First, we’ve taken DOTS treatment centers into the heart of the slums, rather than have patients travel to government hospitals or other clinics far away from home. With our model, patients can walk around the corner to receive treatment, making it much easier for them to adhere to their treatment schedule. Simply by placing our centers close to our patients’ homes, we’ve been able to reduce the number of patients who skip doses on a given day to less than 3 percent.

Second, we’ve developed eCompliance, a technology meant to enhance the DOTS tuberculosis treatment model. This monitoring system, now established in 139 of our centers, has reduced the percentage of patients who fail to finish treatment to 3.1 percent. In short, our model incorporates the most up-to-date methods for patient treatment, making our clinics some of the most efficient in the world. Click through this section to learn more about what we do and who we are.

Meet the Mastermind

Sandeep Ahuja, Founder & CEO: Sandeep is a management and strategy expert. He co-founded Operation ASHA and has led it since 2006. Under his leadership, the population coverage of Operation ASHA has expanded by 500 times in 9 years. He is also an advocate for improved care for public health–specifically TB care for the bottom of the pyramid markets at the local, state, national and international level.

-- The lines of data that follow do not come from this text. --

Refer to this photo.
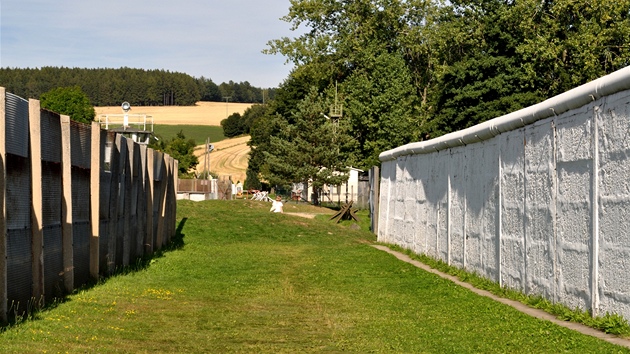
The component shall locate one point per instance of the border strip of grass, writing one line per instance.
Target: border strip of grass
(608, 323)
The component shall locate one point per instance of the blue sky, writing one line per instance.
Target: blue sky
(220, 40)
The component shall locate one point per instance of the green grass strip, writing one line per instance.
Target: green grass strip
(199, 133)
(249, 281)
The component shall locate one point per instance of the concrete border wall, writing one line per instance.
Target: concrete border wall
(537, 200)
(76, 203)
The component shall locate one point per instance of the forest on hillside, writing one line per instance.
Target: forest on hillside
(372, 75)
(111, 87)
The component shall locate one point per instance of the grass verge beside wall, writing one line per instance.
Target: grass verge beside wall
(608, 323)
(247, 280)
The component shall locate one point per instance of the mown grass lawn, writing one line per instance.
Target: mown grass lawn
(249, 281)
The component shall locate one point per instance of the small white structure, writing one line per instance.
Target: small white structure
(333, 194)
(138, 127)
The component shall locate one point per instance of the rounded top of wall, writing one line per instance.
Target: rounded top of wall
(575, 98)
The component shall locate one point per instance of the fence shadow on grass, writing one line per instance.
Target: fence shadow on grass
(36, 307)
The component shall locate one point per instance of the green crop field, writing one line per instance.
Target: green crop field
(197, 132)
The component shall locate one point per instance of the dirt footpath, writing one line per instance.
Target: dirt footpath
(515, 304)
(229, 158)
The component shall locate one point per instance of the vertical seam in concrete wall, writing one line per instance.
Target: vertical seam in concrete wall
(449, 207)
(389, 197)
(554, 205)
(66, 208)
(595, 215)
(499, 220)
(3, 222)
(525, 243)
(34, 119)
(465, 197)
(95, 187)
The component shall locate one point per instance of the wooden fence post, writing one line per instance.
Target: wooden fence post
(3, 214)
(34, 120)
(95, 197)
(148, 241)
(66, 205)
(375, 195)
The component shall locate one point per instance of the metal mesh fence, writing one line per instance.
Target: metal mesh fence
(35, 260)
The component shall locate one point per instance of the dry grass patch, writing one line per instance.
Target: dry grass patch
(202, 113)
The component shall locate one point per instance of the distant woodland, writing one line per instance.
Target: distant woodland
(111, 87)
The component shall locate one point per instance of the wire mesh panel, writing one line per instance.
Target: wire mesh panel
(18, 220)
(51, 221)
(19, 270)
(51, 136)
(17, 125)
(81, 224)
(80, 139)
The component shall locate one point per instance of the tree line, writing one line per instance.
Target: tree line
(111, 87)
(411, 70)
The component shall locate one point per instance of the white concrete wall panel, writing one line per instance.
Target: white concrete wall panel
(398, 210)
(475, 204)
(490, 230)
(421, 174)
(432, 206)
(457, 206)
(441, 178)
(540, 208)
(512, 228)
(388, 170)
(409, 216)
(614, 198)
(538, 199)
(574, 167)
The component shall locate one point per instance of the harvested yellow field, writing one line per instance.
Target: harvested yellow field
(229, 158)
(202, 113)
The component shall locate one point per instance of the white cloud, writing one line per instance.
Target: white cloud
(221, 40)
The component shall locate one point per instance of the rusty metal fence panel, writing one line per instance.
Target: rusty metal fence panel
(122, 201)
(17, 125)
(19, 239)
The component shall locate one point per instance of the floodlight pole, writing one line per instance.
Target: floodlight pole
(227, 99)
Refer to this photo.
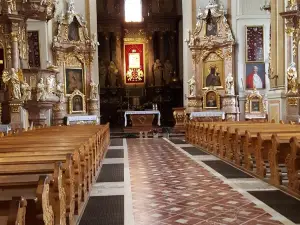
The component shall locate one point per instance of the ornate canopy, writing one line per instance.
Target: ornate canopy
(73, 38)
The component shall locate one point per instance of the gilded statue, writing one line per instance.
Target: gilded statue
(11, 79)
(229, 84)
(94, 90)
(157, 71)
(292, 78)
(60, 91)
(41, 94)
(168, 71)
(25, 91)
(192, 87)
(113, 73)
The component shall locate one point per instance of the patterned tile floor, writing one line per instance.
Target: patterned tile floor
(168, 187)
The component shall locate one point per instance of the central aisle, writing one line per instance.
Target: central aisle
(170, 187)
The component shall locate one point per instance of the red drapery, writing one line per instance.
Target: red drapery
(134, 64)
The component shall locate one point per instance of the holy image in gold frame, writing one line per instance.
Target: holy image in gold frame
(213, 72)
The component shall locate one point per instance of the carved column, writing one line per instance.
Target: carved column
(15, 50)
(151, 60)
(119, 59)
(161, 47)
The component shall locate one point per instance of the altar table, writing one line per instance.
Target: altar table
(208, 115)
(82, 119)
(142, 118)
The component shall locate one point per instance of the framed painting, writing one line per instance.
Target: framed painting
(254, 43)
(255, 76)
(211, 100)
(74, 80)
(213, 72)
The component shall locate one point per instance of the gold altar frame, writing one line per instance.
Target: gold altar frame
(246, 44)
(83, 69)
(77, 93)
(144, 61)
(218, 102)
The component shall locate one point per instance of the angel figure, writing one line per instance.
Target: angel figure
(192, 86)
(94, 90)
(11, 79)
(41, 94)
(60, 91)
(26, 91)
(229, 84)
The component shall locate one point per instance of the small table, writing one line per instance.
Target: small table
(207, 116)
(82, 119)
(142, 118)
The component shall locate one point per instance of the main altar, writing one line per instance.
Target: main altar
(211, 87)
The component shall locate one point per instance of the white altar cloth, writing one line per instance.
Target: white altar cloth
(150, 112)
(207, 114)
(86, 118)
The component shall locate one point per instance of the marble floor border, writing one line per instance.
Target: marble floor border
(128, 205)
(247, 195)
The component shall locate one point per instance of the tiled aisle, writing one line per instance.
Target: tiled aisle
(173, 185)
(107, 200)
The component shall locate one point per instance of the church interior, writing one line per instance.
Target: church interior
(149, 112)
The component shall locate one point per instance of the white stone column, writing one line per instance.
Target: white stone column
(187, 24)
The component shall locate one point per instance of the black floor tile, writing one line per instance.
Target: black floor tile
(116, 142)
(281, 202)
(111, 173)
(115, 153)
(226, 170)
(178, 141)
(194, 151)
(104, 210)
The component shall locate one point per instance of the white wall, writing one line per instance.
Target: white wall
(41, 27)
(247, 13)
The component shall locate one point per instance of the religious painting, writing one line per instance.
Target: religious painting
(211, 100)
(134, 63)
(255, 105)
(254, 44)
(77, 102)
(255, 76)
(74, 80)
(34, 49)
(213, 74)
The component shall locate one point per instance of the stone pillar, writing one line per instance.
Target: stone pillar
(15, 50)
(119, 60)
(15, 114)
(150, 81)
(161, 47)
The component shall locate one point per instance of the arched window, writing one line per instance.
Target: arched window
(133, 11)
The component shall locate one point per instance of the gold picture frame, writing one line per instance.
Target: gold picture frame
(77, 103)
(74, 79)
(213, 71)
(259, 47)
(211, 99)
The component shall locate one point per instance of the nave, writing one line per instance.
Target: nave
(160, 181)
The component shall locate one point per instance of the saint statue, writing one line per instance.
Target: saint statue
(113, 73)
(157, 71)
(229, 84)
(102, 73)
(26, 91)
(60, 91)
(41, 94)
(93, 91)
(168, 71)
(12, 80)
(192, 86)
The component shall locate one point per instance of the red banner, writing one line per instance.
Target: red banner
(134, 64)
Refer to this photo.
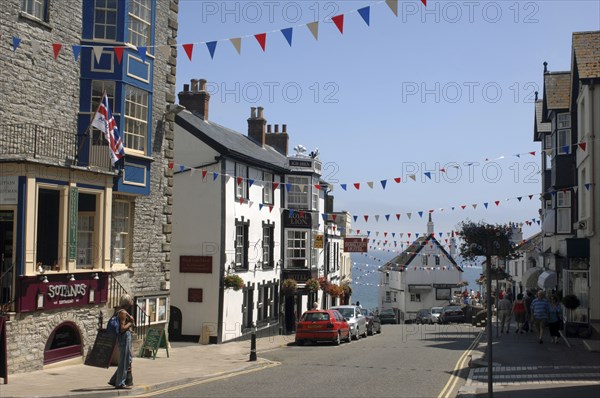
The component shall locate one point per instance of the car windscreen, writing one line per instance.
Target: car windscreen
(315, 316)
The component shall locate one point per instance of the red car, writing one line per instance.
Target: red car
(322, 325)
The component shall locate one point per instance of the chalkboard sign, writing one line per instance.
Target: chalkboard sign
(155, 339)
(3, 356)
(101, 353)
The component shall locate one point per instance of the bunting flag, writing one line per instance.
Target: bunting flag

Before starting Operation ASHA, Sandeep was a member of the Indian Revenue Services (1991 batch). In the IRS, Sandeep played many roles, starting from implementation of excise laws in Mumbai, then tax fraud detection in Mumbai and later in Western India. Then he moved to a policy-making position in the Ministry of Finance and played a role in improving India’s export competitiveness. He authored a book on the Drawback Tax Rebate Program in India. Sandeep received many cash awards and commendations for excellent work during his tenure in the Indian Revenue Service.

Sandeep was conferred a Public Service Award by the University of Chicago in 2013. He was also invited by the Aligarh Muslim University (AMU) as a keynote speaker on the Founder’s Day (Sir Sayyed Day) Celebrations in 2002. AMU also conferred on him the Abdul Aziz Medal, University Medal and National Merit Scholarship.

“TB is a scar we will heal together with our partners, supporters, and you. We can achieve that goal by the UN Millennium Development Goal’s deadline: 2050.”